As Dock Dung was the sweepings off the streets it not only consisted of dung, it also contained other perishables such as fish waste, butchers' offal and night soil, there was also discarded and lost hardware like bits of pottery, coins, pipes and so on.
The farmers didn't want this stuff spread over their fields so they discarded what they could at the quay side and the rest made its way onto the fields.
If the workers, who planted by hand, came across it they chucked it into the hedgerows.
These items can still be found today around the old quays and in the hedgerows alongside the River Tamar today.
The seat by Chrissy Wallis in Fore St.

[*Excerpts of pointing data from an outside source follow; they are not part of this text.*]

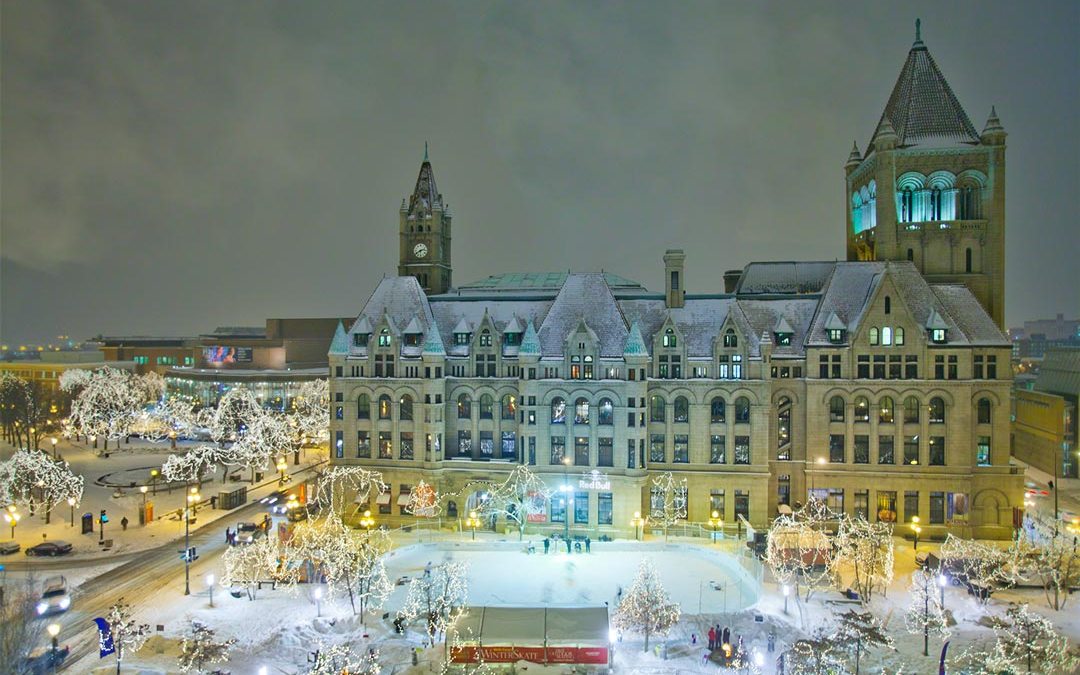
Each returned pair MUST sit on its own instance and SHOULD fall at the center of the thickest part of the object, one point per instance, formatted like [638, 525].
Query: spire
[635, 343]
[530, 343]
[922, 108]
[340, 342]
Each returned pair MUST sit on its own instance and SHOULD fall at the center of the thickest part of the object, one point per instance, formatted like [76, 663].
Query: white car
[54, 596]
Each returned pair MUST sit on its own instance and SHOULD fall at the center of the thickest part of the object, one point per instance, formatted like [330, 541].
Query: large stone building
[930, 188]
[879, 389]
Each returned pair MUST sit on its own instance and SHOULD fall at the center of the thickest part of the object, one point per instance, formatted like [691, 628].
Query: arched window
[784, 429]
[581, 412]
[670, 339]
[509, 407]
[606, 416]
[682, 409]
[718, 410]
[557, 410]
[910, 410]
[742, 409]
[862, 409]
[836, 409]
[886, 413]
[657, 408]
[936, 410]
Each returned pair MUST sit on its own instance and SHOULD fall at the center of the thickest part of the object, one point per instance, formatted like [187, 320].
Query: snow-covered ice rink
[502, 574]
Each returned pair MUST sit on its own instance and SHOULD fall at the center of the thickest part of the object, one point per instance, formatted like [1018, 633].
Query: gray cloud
[172, 166]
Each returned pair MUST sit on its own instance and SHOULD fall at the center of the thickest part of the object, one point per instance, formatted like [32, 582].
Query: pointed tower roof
[635, 343]
[340, 342]
[530, 342]
[433, 341]
[922, 108]
[424, 196]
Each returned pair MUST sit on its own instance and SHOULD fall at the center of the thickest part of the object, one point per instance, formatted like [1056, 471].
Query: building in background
[1044, 429]
[272, 361]
[930, 189]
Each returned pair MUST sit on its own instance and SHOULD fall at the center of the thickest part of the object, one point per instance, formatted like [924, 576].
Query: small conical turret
[994, 133]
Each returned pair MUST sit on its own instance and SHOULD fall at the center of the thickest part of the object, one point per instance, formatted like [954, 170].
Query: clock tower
[424, 225]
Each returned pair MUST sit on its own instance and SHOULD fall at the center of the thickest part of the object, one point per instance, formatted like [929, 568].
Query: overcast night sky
[173, 166]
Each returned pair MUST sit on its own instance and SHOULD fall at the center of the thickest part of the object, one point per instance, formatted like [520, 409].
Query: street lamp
[367, 522]
[472, 522]
[193, 498]
[716, 523]
[12, 516]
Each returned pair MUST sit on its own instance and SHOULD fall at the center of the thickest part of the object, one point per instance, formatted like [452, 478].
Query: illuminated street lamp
[716, 523]
[472, 522]
[193, 498]
[12, 516]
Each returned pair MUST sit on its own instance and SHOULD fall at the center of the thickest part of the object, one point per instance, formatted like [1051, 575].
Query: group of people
[570, 547]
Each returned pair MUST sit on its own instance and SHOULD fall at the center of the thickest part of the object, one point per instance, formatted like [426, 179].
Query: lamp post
[472, 522]
[193, 498]
[12, 517]
[716, 523]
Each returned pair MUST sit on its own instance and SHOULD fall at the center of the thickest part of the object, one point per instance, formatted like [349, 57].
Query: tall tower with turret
[930, 188]
[424, 229]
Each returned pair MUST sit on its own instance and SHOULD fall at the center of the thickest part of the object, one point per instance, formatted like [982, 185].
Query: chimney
[731, 280]
[674, 278]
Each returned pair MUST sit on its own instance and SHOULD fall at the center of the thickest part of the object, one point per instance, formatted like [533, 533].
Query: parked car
[54, 596]
[246, 532]
[50, 548]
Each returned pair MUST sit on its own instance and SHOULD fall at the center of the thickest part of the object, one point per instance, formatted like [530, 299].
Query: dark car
[50, 548]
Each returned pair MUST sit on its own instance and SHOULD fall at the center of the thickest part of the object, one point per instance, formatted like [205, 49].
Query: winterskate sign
[594, 481]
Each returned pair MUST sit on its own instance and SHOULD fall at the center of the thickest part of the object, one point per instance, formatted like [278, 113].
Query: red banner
[534, 655]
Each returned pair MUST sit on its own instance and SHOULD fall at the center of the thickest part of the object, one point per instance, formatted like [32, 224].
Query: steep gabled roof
[922, 108]
[340, 342]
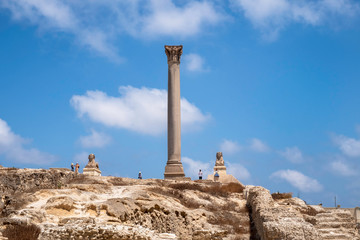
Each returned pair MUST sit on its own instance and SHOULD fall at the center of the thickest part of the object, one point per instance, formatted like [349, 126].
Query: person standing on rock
[77, 166]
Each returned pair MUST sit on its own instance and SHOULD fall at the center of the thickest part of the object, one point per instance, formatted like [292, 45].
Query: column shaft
[174, 168]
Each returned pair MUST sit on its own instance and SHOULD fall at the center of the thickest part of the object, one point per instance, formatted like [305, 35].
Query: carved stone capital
[173, 53]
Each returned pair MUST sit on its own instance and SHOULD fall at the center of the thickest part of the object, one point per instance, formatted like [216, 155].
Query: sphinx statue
[92, 168]
[219, 159]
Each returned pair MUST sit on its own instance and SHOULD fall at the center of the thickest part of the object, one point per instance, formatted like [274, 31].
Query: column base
[174, 171]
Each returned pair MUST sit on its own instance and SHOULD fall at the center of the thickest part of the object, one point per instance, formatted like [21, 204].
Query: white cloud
[238, 171]
[229, 147]
[349, 146]
[194, 62]
[258, 146]
[142, 110]
[63, 16]
[292, 154]
[298, 180]
[12, 146]
[95, 139]
[82, 158]
[97, 24]
[341, 168]
[166, 18]
[271, 16]
[192, 168]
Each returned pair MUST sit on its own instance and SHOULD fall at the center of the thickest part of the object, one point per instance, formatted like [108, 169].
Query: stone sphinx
[92, 168]
[220, 171]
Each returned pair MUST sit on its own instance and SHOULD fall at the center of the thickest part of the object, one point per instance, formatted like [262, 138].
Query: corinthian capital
[173, 53]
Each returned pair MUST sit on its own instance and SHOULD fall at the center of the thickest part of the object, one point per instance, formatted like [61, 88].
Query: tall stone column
[174, 166]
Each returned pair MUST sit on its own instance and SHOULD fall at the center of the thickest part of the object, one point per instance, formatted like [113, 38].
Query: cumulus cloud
[292, 154]
[271, 16]
[298, 180]
[64, 17]
[12, 146]
[238, 171]
[192, 167]
[95, 140]
[258, 146]
[341, 168]
[97, 24]
[349, 146]
[194, 62]
[229, 147]
[141, 110]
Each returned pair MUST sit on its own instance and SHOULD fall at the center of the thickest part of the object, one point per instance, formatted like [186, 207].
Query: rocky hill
[57, 204]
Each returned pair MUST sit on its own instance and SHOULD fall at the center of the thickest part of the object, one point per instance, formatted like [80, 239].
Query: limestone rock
[63, 202]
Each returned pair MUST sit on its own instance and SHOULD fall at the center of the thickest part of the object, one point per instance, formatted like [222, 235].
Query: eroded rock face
[90, 207]
[274, 221]
[292, 218]
[22, 180]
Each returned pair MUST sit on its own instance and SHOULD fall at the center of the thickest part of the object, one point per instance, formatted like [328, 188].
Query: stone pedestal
[92, 168]
[174, 168]
[221, 170]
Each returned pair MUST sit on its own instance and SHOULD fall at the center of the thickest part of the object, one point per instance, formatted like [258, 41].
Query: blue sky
[273, 84]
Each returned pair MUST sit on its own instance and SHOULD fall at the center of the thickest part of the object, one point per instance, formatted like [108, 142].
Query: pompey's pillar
[174, 166]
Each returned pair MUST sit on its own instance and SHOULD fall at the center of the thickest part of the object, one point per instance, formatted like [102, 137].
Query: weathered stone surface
[88, 207]
[22, 180]
[273, 221]
[174, 168]
[220, 169]
[63, 202]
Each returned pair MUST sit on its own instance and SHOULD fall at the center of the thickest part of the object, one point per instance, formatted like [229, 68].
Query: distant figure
[77, 166]
[219, 159]
[216, 176]
[200, 174]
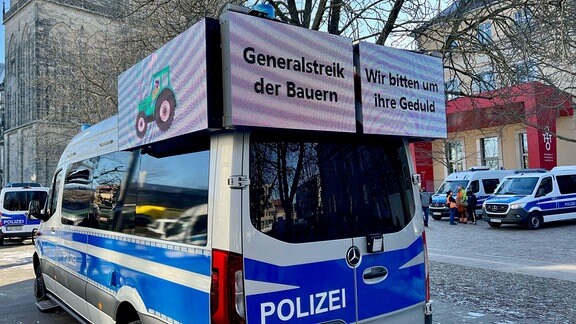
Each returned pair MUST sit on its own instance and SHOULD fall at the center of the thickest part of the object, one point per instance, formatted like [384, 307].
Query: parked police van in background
[15, 223]
[480, 180]
[533, 197]
[281, 208]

Saltash
Close up of the mosaic seat made out of 'Dock Dung'
Over the years collectors poking around in the hedgerows and the quays have discovered a wide variety of artefacts. Saltash Heritage Museum has a fine collection which includes an ointment pot, the bowl of a clay pipe, brooches, marbles and some coins. There are also dolls heads, an ornamental pitcher, Necklace beads and buttons all recovered from Dock Dung
Letters
Poor Man’s Friend
I was fascinated to read about Dock Dung.

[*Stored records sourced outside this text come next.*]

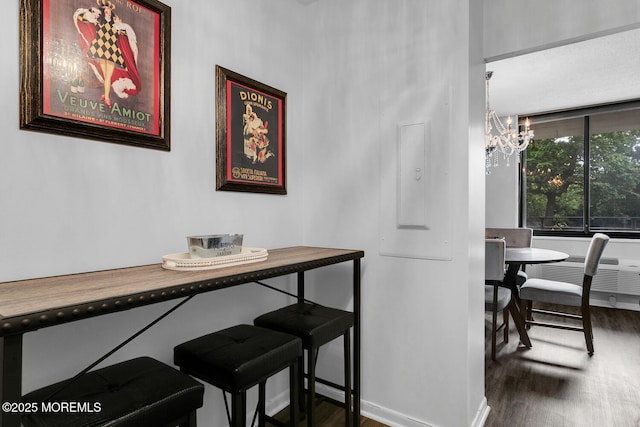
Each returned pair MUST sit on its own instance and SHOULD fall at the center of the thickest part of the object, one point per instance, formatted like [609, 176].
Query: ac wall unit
[615, 275]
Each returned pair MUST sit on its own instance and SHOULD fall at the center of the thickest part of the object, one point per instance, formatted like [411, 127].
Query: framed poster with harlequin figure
[97, 69]
[250, 135]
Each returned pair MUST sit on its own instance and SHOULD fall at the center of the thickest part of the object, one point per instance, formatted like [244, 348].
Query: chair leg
[588, 329]
[294, 394]
[494, 332]
[505, 321]
[311, 385]
[347, 378]
[261, 403]
[238, 409]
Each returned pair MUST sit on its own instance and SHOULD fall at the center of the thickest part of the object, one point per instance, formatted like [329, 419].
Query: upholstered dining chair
[566, 294]
[515, 237]
[496, 298]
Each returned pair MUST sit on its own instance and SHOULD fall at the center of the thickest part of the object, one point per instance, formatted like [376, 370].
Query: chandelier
[501, 140]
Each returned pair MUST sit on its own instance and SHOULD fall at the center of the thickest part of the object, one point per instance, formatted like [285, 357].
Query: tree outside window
[575, 184]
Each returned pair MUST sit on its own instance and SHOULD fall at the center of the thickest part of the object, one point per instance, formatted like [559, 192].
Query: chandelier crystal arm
[501, 139]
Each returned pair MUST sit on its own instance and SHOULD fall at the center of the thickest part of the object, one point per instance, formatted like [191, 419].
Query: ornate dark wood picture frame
[250, 135]
[97, 69]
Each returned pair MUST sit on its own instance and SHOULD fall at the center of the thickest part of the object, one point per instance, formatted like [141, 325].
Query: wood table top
[27, 305]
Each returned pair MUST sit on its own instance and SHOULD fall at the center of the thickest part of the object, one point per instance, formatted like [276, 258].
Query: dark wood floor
[556, 383]
[329, 415]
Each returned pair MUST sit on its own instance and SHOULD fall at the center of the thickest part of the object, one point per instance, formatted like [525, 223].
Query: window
[582, 173]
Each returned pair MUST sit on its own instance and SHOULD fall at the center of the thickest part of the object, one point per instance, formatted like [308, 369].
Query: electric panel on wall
[414, 206]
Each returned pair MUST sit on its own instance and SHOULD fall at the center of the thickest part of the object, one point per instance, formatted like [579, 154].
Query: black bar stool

Cataloguing items for the Bridport Museum Trust I have often come across Poor Man's Friend medicine pots of the type illustrated and I wonder if fellow members would be interested in learning a little more about this fascinating remedy.
Dr Giles Roberts, the Poor Man's Friend, was born at Bridport Harbour, now known as West Bay, in 1766 and after an apprenticeship as an apothecary in Bridport he went on to study at Guy's and St Thomas' hospitals in London.
He returned to Bridport in 1795 and set up in business as "Chemist and Druggist, Surgeon, Apothecary and Accoucheer fully qualified and authorised"
By the early 1800's he had developed his two famous remedies "The Pilulae Antiscrophule" and "The Poor Man's Friend"
Contemporary reports cite The Poor Man's Friend as being "a certain cure for ulcerated sore legs even if of twenty years standing, cuts, burns, scalds, chilblains, bruising, scorbutic eruptions and pimples in the face, sore and inflamed eyes, gangrene, piles and sore breasts"
A devout Christian Dr Roberts became a Methodist minister and concerned himself with the plight of the poor of whom there were many in West Dorset at that time.
A handbill published at the time noted that Dr Roberts offered "advice to the poor (gratis) every Monday. The usual Fees will be expected from people of ability"
On his death he bequeathed the recipe for The Poor Man's Friend to his apprentices Mr. Beach and Mr. Barnicott who carried on the business dispensing the ointment in pots labelled "Beach and Barnicott, successors to Dr Roberts"
He is buried under a fine obelisk in the parish churchyard of St Mary and the pharmacy display cabinet from his shop is on display in Bridport Museum in South Street.